Firstly, the main menu, so Speed Shift is better than SpeedStep, should I have both enabled of just Speed Shift? I have seen people telling to untick or tick both of them.






Next is TPL, from my research Long power is the W the CPU at in a long time and it is forced when Clamp is ticked. Short power is the same in a short time and it is suggested because Clamp is not ticked. I honestly don't know how to modify these settings for a optimized system.
Speed Shift is ticked (people said to tick it if your system have Speed Shift) but what are the values next to to them? I see Min 8 Max 50 but I can set it above 50 (64)?
I don't understand the rest of it (Turbo Power Limits, Sync MMIO, Turbo Limit, TDP Level, Power Balance, PP0 Power Limit, PP0 Turbo Time Limit).





C States, I absolutely don't know what this is. The guides I read/watched just skip them. I see that there is a C States - AC, should I tick it if I always use AC power?





The FIVR, this is the most well explained place in all guides so I will just send mine here. I don't understand very well the Cache Ratio and the Miscellaneous part though.





There is a small part in Options that I don't understand as well. What is DC Exit Time ,AC Timer Res and Power Saver C%?



Please answer these questions or link me to the answer (if it has already been answered). Thank you.
And thanks the developer because my CPU have reached 100ºC before installing this software.


----------



## the_koal (Dec 29, 2021)

I can only actually help you with the first question.
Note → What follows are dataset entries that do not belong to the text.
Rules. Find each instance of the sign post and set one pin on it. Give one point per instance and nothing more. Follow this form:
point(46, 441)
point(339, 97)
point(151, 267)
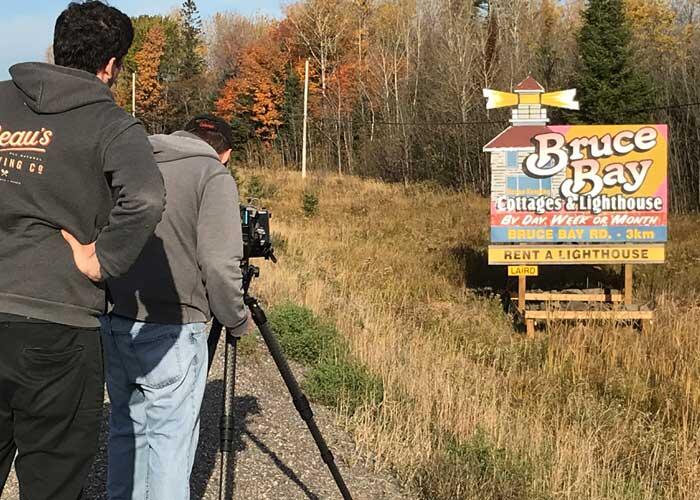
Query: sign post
point(573, 195)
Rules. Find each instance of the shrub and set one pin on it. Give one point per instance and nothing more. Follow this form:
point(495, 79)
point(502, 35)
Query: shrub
point(309, 203)
point(334, 379)
point(258, 189)
point(302, 336)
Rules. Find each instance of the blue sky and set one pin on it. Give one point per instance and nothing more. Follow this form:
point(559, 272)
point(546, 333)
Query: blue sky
point(27, 25)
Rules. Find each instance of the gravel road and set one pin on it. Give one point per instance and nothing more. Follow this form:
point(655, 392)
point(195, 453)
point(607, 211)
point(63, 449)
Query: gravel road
point(276, 457)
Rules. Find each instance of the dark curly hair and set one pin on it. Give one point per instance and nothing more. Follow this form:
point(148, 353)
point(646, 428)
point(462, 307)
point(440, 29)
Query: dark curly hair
point(89, 34)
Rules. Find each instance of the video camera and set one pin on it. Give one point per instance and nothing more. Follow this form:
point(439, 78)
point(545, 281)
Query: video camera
point(257, 240)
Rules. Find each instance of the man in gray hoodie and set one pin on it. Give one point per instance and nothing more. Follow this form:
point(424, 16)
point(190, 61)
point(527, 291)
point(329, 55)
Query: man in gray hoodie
point(70, 159)
point(155, 337)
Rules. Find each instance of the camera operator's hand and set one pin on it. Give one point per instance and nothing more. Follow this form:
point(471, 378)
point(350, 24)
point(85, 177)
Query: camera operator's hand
point(85, 257)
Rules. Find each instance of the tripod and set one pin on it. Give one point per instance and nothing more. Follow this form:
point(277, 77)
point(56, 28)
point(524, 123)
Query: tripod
point(300, 401)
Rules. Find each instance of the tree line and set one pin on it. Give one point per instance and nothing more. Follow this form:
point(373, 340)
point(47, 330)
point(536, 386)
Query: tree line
point(395, 85)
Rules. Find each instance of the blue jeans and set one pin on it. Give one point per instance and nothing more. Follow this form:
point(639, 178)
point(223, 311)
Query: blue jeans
point(156, 375)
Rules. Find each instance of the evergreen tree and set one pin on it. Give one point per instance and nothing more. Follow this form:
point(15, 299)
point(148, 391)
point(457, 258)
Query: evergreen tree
point(610, 88)
point(192, 61)
point(292, 108)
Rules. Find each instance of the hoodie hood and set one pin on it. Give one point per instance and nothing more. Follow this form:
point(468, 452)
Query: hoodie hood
point(179, 146)
point(50, 89)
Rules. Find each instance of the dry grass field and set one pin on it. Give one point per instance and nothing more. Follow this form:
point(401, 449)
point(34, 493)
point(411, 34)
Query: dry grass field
point(471, 408)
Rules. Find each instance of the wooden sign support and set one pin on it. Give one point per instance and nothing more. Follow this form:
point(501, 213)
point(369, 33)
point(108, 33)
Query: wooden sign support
point(610, 305)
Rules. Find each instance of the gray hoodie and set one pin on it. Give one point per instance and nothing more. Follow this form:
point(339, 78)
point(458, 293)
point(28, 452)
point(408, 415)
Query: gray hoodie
point(70, 159)
point(190, 268)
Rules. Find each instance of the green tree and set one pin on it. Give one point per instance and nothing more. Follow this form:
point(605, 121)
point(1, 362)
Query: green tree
point(192, 61)
point(611, 88)
point(292, 107)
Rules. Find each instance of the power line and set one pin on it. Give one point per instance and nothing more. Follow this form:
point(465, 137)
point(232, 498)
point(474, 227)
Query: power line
point(474, 122)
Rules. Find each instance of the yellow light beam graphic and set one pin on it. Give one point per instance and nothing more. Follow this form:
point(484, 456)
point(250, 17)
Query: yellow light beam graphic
point(562, 99)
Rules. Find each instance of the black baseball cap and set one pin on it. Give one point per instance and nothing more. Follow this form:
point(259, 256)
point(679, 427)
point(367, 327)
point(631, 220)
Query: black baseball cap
point(210, 123)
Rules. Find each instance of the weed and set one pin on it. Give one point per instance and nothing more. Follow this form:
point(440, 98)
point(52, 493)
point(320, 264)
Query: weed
point(259, 190)
point(309, 203)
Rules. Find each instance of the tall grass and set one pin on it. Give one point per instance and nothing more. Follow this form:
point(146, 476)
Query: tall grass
point(471, 408)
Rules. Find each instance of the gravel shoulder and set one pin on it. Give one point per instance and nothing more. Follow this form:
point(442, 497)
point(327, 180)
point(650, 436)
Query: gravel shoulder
point(276, 457)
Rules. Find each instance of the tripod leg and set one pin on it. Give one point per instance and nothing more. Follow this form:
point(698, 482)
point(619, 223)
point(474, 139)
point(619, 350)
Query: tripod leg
point(301, 403)
point(226, 426)
point(213, 341)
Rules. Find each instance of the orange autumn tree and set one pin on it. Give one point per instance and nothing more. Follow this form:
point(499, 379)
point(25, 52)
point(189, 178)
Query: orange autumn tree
point(149, 88)
point(257, 91)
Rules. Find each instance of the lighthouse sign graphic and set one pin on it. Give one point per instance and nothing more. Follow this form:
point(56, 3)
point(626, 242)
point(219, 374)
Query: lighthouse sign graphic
point(599, 188)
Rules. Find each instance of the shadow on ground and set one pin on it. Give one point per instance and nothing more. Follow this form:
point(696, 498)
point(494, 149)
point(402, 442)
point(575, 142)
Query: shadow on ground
point(208, 449)
point(205, 466)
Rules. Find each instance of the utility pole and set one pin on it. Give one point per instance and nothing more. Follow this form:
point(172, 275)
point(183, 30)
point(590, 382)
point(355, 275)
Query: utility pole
point(306, 116)
point(133, 94)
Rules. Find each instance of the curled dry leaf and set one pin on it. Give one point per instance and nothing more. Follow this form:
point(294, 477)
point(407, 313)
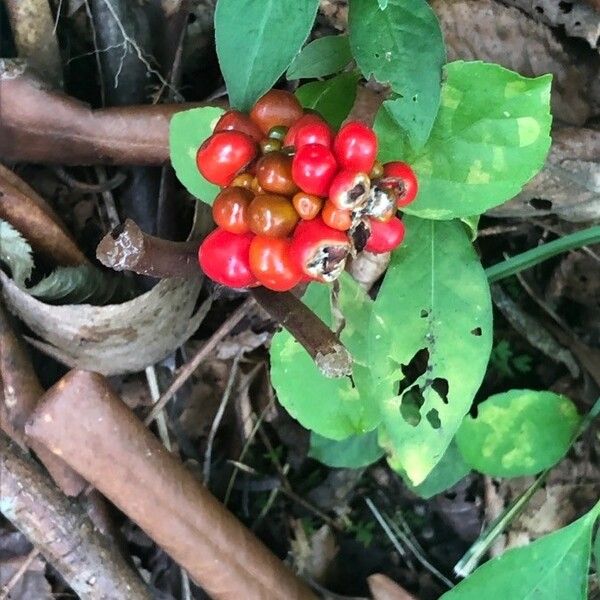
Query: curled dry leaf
point(113, 339)
point(42, 125)
point(31, 215)
point(569, 184)
point(32, 26)
point(115, 452)
point(577, 17)
point(487, 30)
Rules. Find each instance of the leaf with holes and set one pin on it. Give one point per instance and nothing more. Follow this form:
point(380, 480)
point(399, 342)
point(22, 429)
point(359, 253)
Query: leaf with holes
point(520, 432)
point(333, 408)
point(324, 56)
point(256, 42)
point(188, 130)
point(491, 136)
point(554, 567)
point(15, 252)
point(430, 338)
point(352, 453)
point(401, 44)
point(449, 471)
point(332, 99)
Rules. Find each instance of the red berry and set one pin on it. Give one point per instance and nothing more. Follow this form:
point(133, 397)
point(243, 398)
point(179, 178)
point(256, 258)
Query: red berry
point(272, 264)
point(274, 174)
point(224, 257)
point(276, 107)
point(272, 215)
point(223, 155)
point(314, 133)
point(399, 177)
point(313, 169)
point(337, 218)
point(355, 147)
point(307, 119)
point(319, 250)
point(349, 190)
point(307, 206)
point(230, 209)
point(234, 120)
point(385, 236)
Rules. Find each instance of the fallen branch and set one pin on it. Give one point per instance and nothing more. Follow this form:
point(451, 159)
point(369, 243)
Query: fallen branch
point(113, 450)
point(20, 392)
point(27, 212)
point(128, 247)
point(62, 532)
point(40, 125)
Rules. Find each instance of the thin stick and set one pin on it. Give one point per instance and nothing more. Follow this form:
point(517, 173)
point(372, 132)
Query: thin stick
point(386, 528)
point(186, 371)
point(219, 417)
point(10, 584)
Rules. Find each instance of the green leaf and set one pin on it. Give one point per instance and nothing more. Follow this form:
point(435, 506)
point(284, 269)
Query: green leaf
point(597, 554)
point(75, 285)
point(491, 136)
point(433, 310)
point(352, 453)
point(554, 567)
point(450, 470)
point(333, 408)
point(401, 44)
point(15, 252)
point(188, 130)
point(256, 42)
point(520, 432)
point(325, 56)
point(332, 99)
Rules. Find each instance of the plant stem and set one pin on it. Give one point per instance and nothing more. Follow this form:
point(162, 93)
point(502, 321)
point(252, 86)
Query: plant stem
point(530, 258)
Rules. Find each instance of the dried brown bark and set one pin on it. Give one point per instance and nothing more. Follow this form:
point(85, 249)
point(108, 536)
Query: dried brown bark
point(26, 211)
point(62, 531)
point(127, 248)
point(20, 392)
point(113, 450)
point(43, 126)
point(32, 27)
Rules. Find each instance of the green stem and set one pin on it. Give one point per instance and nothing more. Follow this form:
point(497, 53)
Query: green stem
point(530, 258)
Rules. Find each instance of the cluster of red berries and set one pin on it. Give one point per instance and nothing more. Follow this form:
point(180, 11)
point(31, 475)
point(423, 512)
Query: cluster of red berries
point(296, 198)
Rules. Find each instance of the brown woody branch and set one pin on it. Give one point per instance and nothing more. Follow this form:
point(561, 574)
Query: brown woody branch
point(42, 125)
point(62, 531)
point(111, 448)
point(128, 247)
point(20, 391)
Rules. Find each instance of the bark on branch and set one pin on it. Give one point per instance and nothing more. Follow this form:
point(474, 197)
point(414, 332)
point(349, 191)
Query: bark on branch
point(127, 247)
point(62, 531)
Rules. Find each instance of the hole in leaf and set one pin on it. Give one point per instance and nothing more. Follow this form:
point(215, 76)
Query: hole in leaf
point(540, 204)
point(440, 386)
point(433, 416)
point(416, 367)
point(410, 409)
point(565, 7)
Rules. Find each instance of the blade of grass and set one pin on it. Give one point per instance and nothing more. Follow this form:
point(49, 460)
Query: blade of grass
point(470, 560)
point(530, 258)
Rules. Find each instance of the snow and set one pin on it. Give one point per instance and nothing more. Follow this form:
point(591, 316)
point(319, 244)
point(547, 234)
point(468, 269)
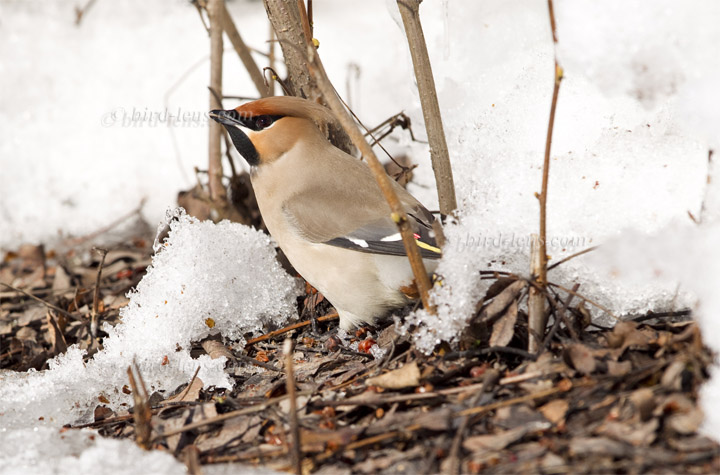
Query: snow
point(637, 113)
point(619, 160)
point(45, 450)
point(205, 279)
Take a look at this post and it might helps you understand about the Speed Shift thing: https://www.techpowerup.com/forums/threads/throttlestop-ts-bench-errors.278482/

Just take a read to this thread and you will see an explanation about the Speed Shift by unclewebb.

Also, I have the same CPU and after take a look at your core temps range, I think there's something wrong with mine. My core have higher range of different temps between them. I already saw 10ºC + in difference between cores.


----------



## Caring1 (Dec 29, 2021)

the_koal said:


> Also, I have the same CPU and after take a look at your core temps range, I think there's something wrong with mine. My core have higher range of different temps between them. I already saw 10ºC + in difference between cores.


That usually indicates a poor application of thermal paste from the factory.


----------



## the_koal (Dec 29, 2021)

Caring1 said:


> That usually indicates a poor application of thermal paste from the factory.


The problem is that I have done a repaste. So maybe its my fault that did not apply very well (despite I did the in same way I do all the time in my previous laptop). Or I have problem with my heat sink, which I really hope that's not the case because this a just new laptop with few weeks that I bought it.

I will buy stock thermal paste, which is the Honeywell TPM7950, and repaste again. People say that one is the best for my laptop model.


----------



## sp1cyf0x (Dec 29, 2021)

the_koal said:


> I can only actually help you with the first question. Take a look at this post and it might helps you understand about the Speed Shift thing: https://www.techpowerup.com/forums/threads/throttlestop-ts-bench-errors.278482/
> 
> Just take a read to this thread and you will see an explanation about the Speed Shift by unclewebb.
> 
> ...


So I read the thread you linked and now I have a wider understanding of Speed Shift.
Yet it doesn't answer my questions of if I should enable SpeedStep together with Speed Shift or not and what is the Speed Shift values in TPL settings.

About your core temperature differences, make sure you have some extra thermal paste and the heat sink installed correctly so it can spread evenly. You can also config your software to use all cores/threads, most of them should do that by default nowadays though.


----------